US 11,816,855 B2
Array-based depth estimation
Chenchi Luo, Plano, TX (US); Yingmao Li, Allen, TX (US); Kaimo Lin, Richardson, TX (US); and Youngjun Yoo, Plano, TX (US)
Assigned to Samsung Electronics Co., Ltd., Suwon-si (KR)
Filed by Samsung Electronics Co., Ltd., Suwon-si (KR)
Filed on Sep. 21, 2020, as Appl. No. 17/027,106.
Claims priority of provisional application 63/056,999, filed on Jul. 27, 2020.
Claims priority of provisional application 62/972,689, filed on Feb. 11, 2020.
Prior Publication US 2021/0248769 A1, Aug. 12, 2021
Int. Cl. G06T 7/593 (2017.01); H04N 13/271 (2018.01); H04N 13/128 (2018.01); H04N 13/00 (2018.01)

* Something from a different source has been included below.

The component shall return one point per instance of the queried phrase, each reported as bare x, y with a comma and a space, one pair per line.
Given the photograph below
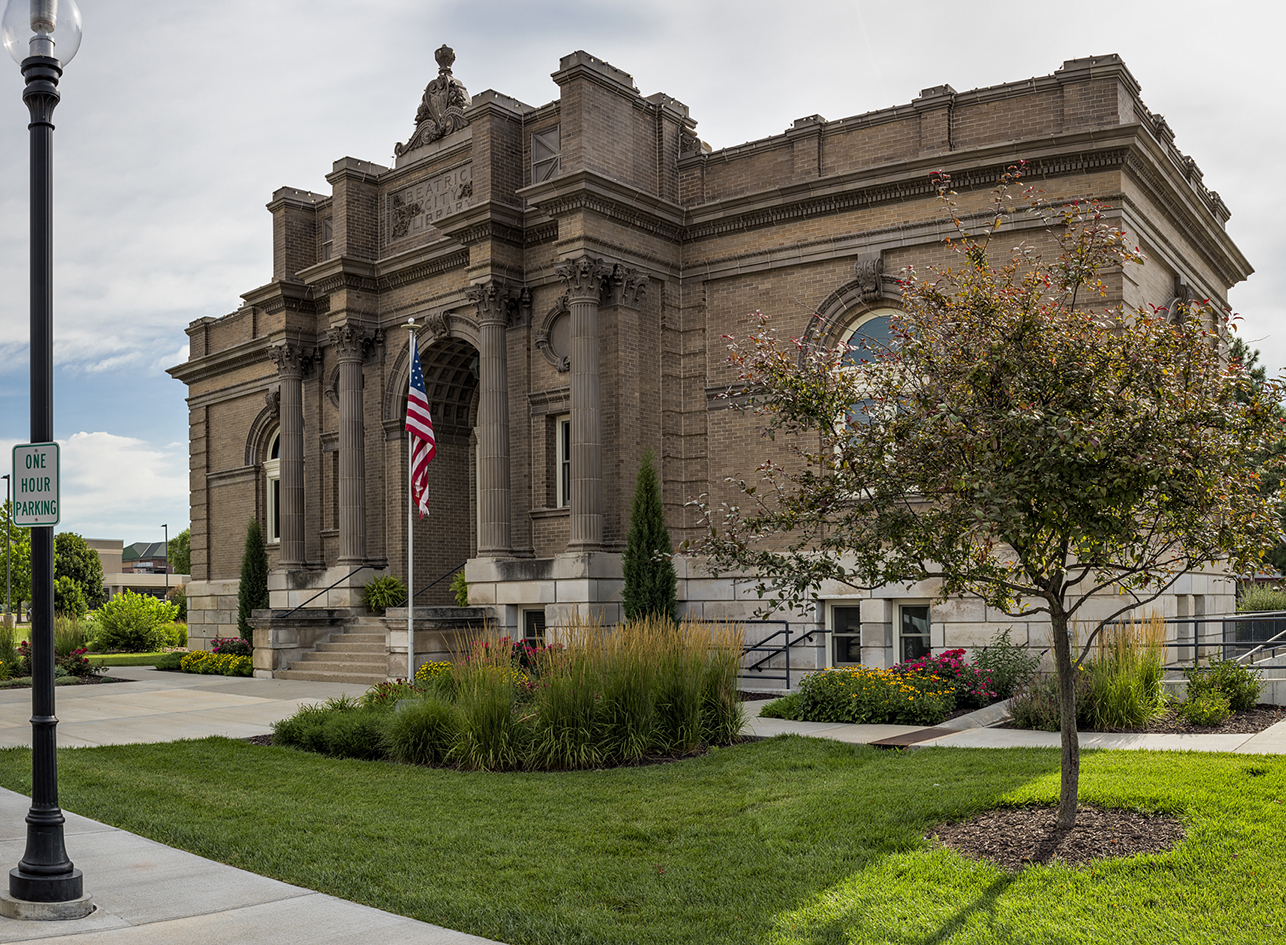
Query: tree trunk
1070, 781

CPC G06T 7/593 (2017.01) [H04N 13/128 (2018.05); H04N 13/271 (2018.05); G06T 2207/10028 (2013.01); H04N 2013/0081 (2013.01)] 21 Claims
OG exemplary drawing
 
9. An apparatus comprising:
at least three imaging sensors; and
at least one processor configured to:
obtain at least three input image frames of a scene using the at least three imaging sensors, the input image frames comprising a reference image frame and multiple non-reference image frames;
generate multiple disparity maps using the input image frames, wherein each disparity map is associated with the reference image frame and different ones of the disparity maps are associated with different ones of the non-reference image frames;
generate multiple confidence maps using the input image frames, wherein each confidence map identifies weights associated with one of the disparity maps; and
generate a depth map of the scene using the disparity maps and the confidence maps;
wherein the imaging sensors are positioned to define different baseline directions, each baseline direction extending between the imaging sensor used to capture the reference image frame and one of the imaging sensors used to capture one of the non-reference image frames; and
wherein, to generate the disparity maps, the at least one processor is configured to:
generate multiple feature maps each identifying features of a different one of the input image frames using first convolutional layers;
perform multiple cross-correlations, each occurring between (i) at least part of the feature map of the reference image frame and (ii) a different one of the feature maps of the non-reference image frames, to produce different sets of correlated feature maps; and
generate the disparity maps based on the sets of correlated feature maps using deconvolutional or upsampling layers and second convolutional layers.